Over the last 20 years or so we are all aware how computers and machines have replaced the roles of people mainly in the manufacturing industries and fairly recently within the administration and clerical areas.
But technology is growing so fast and so quickly that within the space of 2 weeks I have read 2 completely different articles about the rise of AI to the Board Room and beyond.
It seems, according to an article on Springwise, that in Japan an AI has been appointed a Creative Director at an ad-agency!
Another article in a financial magazine cited Medical Diagnosis as an area where AI could actually be more accurate than the human physician when diagnosing serious illness.
Indeed in a test run, the company claims that the chances of the computer giving a false positive (i.e., an incorrect diagnosis of cancer) was significantly reduced and it would give no false negatives (i.e., giving the all-clear to a patient with cancer). In contrast, the human doctor missed 7% of cases – that’s quite a big percentage when you’re talking about a life-threatening illness.
I think in this case AI could be a fairly useful companion to the human doctor – especially as it is also capable of prescribing the right treatment – when sometimes lives are lost due to incorrect diagnosis and the wrong treatment.
This article also went on to state that soon managers and executives in the Board Room would be susceptible to automation!

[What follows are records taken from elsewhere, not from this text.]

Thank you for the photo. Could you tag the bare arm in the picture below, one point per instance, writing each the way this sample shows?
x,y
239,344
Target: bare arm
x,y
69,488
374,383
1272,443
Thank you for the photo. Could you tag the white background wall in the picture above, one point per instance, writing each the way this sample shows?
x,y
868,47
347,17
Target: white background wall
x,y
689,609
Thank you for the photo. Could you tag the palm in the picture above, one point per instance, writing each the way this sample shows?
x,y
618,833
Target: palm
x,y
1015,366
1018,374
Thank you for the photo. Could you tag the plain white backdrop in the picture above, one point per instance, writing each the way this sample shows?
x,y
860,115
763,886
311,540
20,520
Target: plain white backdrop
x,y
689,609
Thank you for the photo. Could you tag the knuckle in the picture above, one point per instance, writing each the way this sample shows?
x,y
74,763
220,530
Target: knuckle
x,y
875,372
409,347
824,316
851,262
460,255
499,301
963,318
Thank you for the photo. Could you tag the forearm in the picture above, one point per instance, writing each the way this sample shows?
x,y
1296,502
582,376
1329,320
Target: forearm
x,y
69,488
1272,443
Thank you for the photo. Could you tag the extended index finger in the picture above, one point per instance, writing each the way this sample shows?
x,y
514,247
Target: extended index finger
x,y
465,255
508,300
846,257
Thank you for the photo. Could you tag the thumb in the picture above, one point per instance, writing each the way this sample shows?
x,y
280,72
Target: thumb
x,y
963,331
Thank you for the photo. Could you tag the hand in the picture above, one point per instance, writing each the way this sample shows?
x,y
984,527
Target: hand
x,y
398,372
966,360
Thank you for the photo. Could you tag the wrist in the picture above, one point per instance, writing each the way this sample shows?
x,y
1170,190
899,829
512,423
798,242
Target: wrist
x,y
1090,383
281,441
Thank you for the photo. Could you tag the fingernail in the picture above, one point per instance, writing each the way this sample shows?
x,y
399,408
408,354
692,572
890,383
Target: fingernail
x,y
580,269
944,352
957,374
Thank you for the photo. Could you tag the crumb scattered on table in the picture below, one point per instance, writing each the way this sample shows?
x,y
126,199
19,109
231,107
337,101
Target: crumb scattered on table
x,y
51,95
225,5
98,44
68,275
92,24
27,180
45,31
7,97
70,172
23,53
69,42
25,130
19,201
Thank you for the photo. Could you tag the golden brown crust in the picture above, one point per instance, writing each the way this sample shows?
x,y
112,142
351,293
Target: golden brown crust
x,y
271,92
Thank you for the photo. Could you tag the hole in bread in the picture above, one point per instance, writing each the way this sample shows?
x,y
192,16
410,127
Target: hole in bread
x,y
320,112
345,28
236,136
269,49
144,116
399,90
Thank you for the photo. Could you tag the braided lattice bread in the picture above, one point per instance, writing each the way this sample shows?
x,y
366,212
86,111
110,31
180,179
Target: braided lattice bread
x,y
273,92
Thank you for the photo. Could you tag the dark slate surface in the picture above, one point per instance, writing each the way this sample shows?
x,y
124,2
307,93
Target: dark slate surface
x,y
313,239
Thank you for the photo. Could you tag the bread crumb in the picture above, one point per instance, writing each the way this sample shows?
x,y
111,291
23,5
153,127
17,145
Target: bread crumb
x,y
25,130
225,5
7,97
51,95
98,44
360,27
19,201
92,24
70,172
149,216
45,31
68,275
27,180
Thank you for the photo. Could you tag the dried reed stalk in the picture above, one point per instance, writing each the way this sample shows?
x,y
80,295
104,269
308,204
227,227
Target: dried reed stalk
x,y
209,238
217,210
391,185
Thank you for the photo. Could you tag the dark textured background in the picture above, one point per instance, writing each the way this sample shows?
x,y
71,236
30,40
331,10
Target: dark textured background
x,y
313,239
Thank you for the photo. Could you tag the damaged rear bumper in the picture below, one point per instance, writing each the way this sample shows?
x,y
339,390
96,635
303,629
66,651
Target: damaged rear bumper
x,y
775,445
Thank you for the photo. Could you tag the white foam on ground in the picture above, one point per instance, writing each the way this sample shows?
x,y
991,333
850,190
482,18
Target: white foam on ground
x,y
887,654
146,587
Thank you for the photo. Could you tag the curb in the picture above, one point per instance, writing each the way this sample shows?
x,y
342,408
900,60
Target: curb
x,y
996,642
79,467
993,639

The Hong Kong Metro has already transferred power for deciding maintenance schedules and engineering tasks to AI – with the loss of managers the result seems to be reduced bureaucracy and costs and improved response times. Because of the success of this, the company that owns the HK Metro is going to roll this out to other cities, including the London Overground.
Can you see all jobs going this way?
Do you think this heralds the descent of the human workforce and indeed the rise of the machines, or does it just mean that the human workforce needs to change its way of working to work with AI rather than trying to fight again the seemingly inevitable change?